Although I tend to think of overtime questions as non-constructive for the same reasons Mark does, my main objection to them is that they're simply not on topic.
The FAQ now has a pretty little diagram for everyone:
Here's the thing: Overtime isn't a unique subject for programmers. Lots of programmers tend to think it's unique for them, just as lots of programmers tend to think that about almost everything, but it isn't.
You want to see overtime? Check out the finance section of a publicly-traded company at year-end. I'm sure they can tell you a few things about overtime. So can sysadmins, lawyers, researchers, and many others.
Overtime talk isn't in the "All Programmers" circle, it's in the "All Careers" circle.

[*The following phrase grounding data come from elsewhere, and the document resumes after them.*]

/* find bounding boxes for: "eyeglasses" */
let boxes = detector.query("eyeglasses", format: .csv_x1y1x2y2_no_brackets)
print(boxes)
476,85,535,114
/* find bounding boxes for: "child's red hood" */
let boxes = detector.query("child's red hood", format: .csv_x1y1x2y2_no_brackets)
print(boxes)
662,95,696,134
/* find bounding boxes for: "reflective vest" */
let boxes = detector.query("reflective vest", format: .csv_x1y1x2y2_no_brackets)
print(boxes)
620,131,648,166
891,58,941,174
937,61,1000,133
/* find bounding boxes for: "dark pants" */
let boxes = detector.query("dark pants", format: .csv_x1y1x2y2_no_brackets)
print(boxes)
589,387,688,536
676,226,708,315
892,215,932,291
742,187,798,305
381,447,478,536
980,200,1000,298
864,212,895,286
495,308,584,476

It's a popular topic, yes, we all know that - any "pet peeve" thread is going to be wildly popular - but it's not something that uniquely affects programmers and definitely not something that programmers are uniquely qualified to answer.
Because there seems to be such a large audience who wants to talk about general employment and workplace environment issues, some folks went and created an Area 51 proposal for it. It's called Professional Matters. Please support it so that there will finally be a non-controversial home for them on the Stack Exchange network.
P.S. The other problem with overtime questions is that they are massively duplicated. Every question is practically a carbon copy of the last, with the essential question being some variation of "Should I put up with overtime?" / "How can I say no to overtime?" and the essential answer being some variation of "Familiarize yourself with the local labour laws" and "Your employer doesn't own you, it's OK to work 9 to 5." It's quite frankly stultifying to read those same threads over and over again. At some point we have to step back and say to ourselves, you know what, I don't think we really need another question about overtime.